Everything from diapers, to sanitary products, to partnerships with the Austin Ballet—“So every Black woman who wants their children to experience the arts can have a chance.” Everette is dedicated to giving Black mothers the resources they need to ensure their families live comfortable, enriching lives.

“People only think a woman needs help with her electric bill or her rent. But there’s a whole donut hole that people are not even looking at. Sanitary products aren’t even part of the anti-poverty program.”

A chance conversation with a friend of hers who worked for New Entry, a drug treatment and rehabilitation program that provides affordable residential options for those recovering, gave her another avenue to explore.

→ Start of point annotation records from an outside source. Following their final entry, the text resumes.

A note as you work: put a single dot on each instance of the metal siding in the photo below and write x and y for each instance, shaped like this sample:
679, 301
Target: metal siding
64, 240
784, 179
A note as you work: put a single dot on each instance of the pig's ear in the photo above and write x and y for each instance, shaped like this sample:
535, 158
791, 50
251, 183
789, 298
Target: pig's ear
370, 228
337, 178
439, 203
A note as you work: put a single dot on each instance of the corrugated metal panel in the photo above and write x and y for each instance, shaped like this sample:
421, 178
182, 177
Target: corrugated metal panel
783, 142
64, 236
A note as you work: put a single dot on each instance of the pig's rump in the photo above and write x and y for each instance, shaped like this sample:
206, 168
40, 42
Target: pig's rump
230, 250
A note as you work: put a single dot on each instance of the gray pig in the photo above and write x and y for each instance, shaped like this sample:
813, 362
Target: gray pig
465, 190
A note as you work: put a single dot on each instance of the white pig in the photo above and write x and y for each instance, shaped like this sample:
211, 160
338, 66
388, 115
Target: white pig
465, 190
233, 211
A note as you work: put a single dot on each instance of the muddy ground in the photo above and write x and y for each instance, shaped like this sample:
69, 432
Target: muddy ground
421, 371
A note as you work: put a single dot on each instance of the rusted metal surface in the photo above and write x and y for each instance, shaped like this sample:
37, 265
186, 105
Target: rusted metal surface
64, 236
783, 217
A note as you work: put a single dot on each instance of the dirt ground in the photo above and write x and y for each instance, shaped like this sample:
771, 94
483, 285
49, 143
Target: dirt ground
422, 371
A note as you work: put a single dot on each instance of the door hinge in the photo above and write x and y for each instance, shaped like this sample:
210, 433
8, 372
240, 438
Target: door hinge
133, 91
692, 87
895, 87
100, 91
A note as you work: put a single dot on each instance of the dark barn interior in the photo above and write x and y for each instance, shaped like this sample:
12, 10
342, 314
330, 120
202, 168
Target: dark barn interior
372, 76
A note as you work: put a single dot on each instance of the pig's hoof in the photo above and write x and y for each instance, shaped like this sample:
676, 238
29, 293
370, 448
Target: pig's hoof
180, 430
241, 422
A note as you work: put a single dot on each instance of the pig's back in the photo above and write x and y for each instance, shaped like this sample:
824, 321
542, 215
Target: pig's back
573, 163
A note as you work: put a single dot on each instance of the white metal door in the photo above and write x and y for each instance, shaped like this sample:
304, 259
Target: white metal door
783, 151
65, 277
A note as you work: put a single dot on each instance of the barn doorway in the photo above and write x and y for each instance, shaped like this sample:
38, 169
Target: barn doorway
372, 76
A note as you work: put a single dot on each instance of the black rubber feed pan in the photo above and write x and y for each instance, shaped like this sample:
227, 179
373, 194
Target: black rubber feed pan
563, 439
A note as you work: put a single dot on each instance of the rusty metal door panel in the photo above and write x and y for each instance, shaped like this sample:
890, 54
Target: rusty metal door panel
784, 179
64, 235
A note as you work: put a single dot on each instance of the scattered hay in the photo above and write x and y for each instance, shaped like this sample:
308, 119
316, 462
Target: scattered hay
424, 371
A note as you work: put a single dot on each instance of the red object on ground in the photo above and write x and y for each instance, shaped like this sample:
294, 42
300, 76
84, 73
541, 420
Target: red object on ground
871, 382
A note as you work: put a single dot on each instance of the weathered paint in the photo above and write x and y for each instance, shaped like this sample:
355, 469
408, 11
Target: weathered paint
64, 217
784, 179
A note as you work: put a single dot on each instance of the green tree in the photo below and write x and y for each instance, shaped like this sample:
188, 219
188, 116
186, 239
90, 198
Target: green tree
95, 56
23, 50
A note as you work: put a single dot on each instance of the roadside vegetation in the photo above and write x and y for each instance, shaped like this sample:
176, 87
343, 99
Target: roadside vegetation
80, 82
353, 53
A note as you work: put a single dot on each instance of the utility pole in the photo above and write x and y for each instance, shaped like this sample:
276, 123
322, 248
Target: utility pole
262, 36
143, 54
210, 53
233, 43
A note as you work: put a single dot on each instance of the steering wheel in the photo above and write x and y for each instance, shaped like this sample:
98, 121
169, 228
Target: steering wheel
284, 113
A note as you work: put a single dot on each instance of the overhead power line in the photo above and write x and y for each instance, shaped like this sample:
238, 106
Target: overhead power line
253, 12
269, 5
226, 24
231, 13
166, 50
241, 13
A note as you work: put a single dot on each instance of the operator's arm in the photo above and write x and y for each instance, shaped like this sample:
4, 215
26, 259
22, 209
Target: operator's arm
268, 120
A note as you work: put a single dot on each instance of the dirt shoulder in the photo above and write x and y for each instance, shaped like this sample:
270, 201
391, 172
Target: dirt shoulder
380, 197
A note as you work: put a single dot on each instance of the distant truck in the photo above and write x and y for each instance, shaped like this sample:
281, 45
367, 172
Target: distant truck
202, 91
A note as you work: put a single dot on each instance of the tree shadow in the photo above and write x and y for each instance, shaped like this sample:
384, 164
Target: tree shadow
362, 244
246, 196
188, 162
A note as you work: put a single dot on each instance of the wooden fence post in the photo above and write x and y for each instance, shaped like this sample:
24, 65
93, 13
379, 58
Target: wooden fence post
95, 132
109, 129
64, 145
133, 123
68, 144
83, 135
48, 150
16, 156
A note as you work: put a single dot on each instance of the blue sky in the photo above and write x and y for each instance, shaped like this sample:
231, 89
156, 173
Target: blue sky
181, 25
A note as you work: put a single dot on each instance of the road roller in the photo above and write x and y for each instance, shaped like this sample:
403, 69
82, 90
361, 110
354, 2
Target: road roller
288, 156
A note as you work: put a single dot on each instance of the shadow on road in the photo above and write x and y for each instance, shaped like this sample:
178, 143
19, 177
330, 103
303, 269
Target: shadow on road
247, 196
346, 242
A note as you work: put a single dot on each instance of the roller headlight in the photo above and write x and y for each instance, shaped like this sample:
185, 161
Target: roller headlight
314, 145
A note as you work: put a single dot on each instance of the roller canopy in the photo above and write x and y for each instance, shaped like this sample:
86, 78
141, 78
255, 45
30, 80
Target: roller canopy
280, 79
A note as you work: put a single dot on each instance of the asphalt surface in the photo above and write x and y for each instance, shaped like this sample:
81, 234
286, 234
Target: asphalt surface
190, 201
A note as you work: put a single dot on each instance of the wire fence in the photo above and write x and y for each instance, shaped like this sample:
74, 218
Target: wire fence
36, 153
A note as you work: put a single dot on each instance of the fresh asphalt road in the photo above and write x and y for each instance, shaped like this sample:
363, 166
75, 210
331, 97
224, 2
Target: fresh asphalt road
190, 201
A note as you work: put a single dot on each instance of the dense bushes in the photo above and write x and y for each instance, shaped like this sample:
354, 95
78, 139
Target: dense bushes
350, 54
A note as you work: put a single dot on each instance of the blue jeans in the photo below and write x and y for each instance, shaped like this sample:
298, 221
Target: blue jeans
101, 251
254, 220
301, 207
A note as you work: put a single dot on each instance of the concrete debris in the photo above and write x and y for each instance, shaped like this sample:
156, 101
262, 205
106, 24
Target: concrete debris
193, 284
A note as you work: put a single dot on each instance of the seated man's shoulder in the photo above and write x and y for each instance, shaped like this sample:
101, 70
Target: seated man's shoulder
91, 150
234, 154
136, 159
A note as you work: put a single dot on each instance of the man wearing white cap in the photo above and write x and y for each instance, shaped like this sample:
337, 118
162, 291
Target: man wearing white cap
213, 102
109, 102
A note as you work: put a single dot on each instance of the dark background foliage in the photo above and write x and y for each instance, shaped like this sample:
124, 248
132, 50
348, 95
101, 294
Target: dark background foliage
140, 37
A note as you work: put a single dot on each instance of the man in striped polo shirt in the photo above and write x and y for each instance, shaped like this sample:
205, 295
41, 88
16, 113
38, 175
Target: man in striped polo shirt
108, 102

“When I think about my struggle and the tears and the nights that I cried on my pillow,” she says, “I know what it means to get into bed on a cheap mattress or an air mattress and just wrap myself up in 600- to 800-thread count sheets, knowing that my children had a good night’s sleep. I went straight to five-star hotels and said, ‘I need your bedding, don’t throw it away.’ Within a week, I was able to supply that program with enough linen for women to sleep on for the next two years.”

The Love of a Mother

Saffron Trust Women’s Foundation is predicated on the notion that Black single mothers shouldn’t have to choose between healthy meals and the dregs deposited in the various food deserts and swamps peppering lower-income neighborhoods in Austin. Or sacrifice a good night’s rest for their children because they’re not given equitable resources.

All of this work stems from the love a mother has for her children. “My children became my biggest heroes. They planted seeds in me to be a better woman. There’s nothing I wouldn’t do for the three of them. It was the community, the advocacy and the resources that were available that helped propel them to be such leaders.”

Phyliss Everette passes these on to other Black single mothers in Austin.